Il biochar o carbone vegetale è uno dei fattori che contribuirebbe all’intensificazione sostenibile in
quanto contribuisce all’incremento del carbonio nel suolo, coniugando l’incremento di fertilità e gli
effetti ammendanti con la produzione di energia rinnovabile. Questi aspetti stanno aprendo
interessanti prospettive sul ruolo che l’agricoltura potrebbe svolgere nella mitigazione dei
cambiamenti climatici e nell’apertura all’agricoltura del mercato dei crediti di carbonio.
(1)
Royal Society of London 2009. Reaping the Benefits: Science and the Sustainable Intensification of Global Agriculture (Royal Society,
London, 2009).
Introduzione
L’utilizzo del biochar in agricoltura è conosciuto da moltissimo tempo, come dimostrano i
ritrovamente archeologici in Amazzonia, ma è dai primi anni del 2000 che l’interesse sul biochar,
come ammendante e fertilizzante, cresce in modo esponenziale prima nel mondo scientifico e in
seguito in quello applicativo. Nonostante gli aspetti incoraggianti dall’uso del biochar in agricoltura,
restano ancora alcuni aspetti che devono essere studiati e approfonditi, per garantire sicurezza e
sostenibilità all’utilizzo del biochar in agricoltura e in particolare quella italiana. In quest’articolo si
presentano alcune esperienze di ricerca dell’Istituto di Biometeorologia del Consiglio Nazionale delle
Ricerche (IBIMET – CNR) che è stata la prima istituzione scientifica che ha avviato sperimentazioni in
campo proprio per comprendere se “l’opzione biochar” possa essere applicata anche in Italia.

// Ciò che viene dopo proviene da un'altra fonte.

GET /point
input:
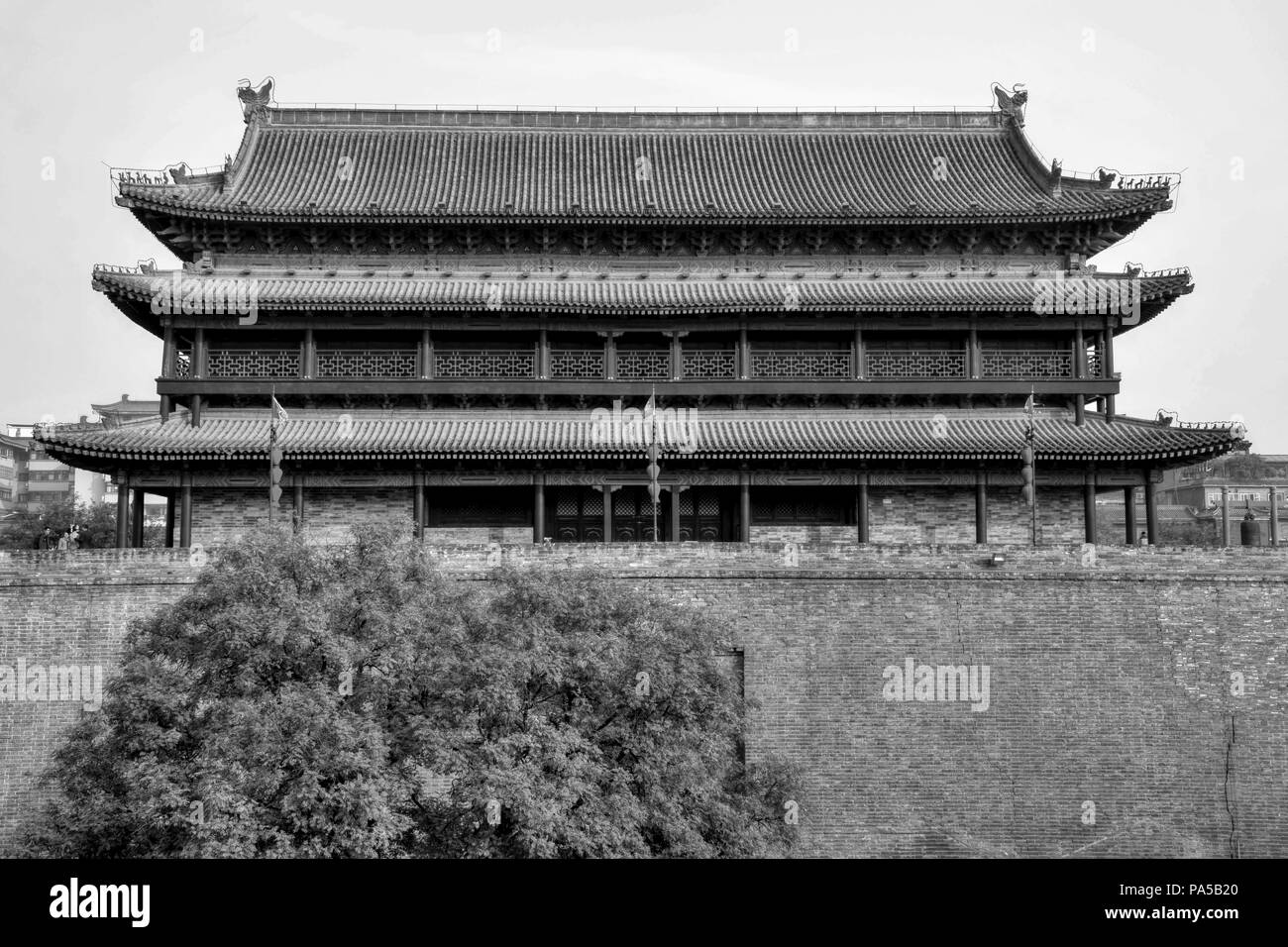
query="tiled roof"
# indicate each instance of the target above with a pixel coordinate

Biochar: dall’Amazzonia all’Emilia Romagna
Nell'Amazzonia brasiliana sono stati scoperti numerosi siti, dove il suolo presentava caratteristiche
assolutamente diverse dai terreni adiacenti, nonostante la mineralogia e la tessitura fossero le stesse.
Accanto ai suoli molto alterati, tipici della foresta amazzonica di colore rosso e poco fertili, gli
archeologi hanno scoperto dei suoli di colore nero, con un pH alcalino e particolarmente fertili,
denominati Terra Preta do Indios (Figura 1).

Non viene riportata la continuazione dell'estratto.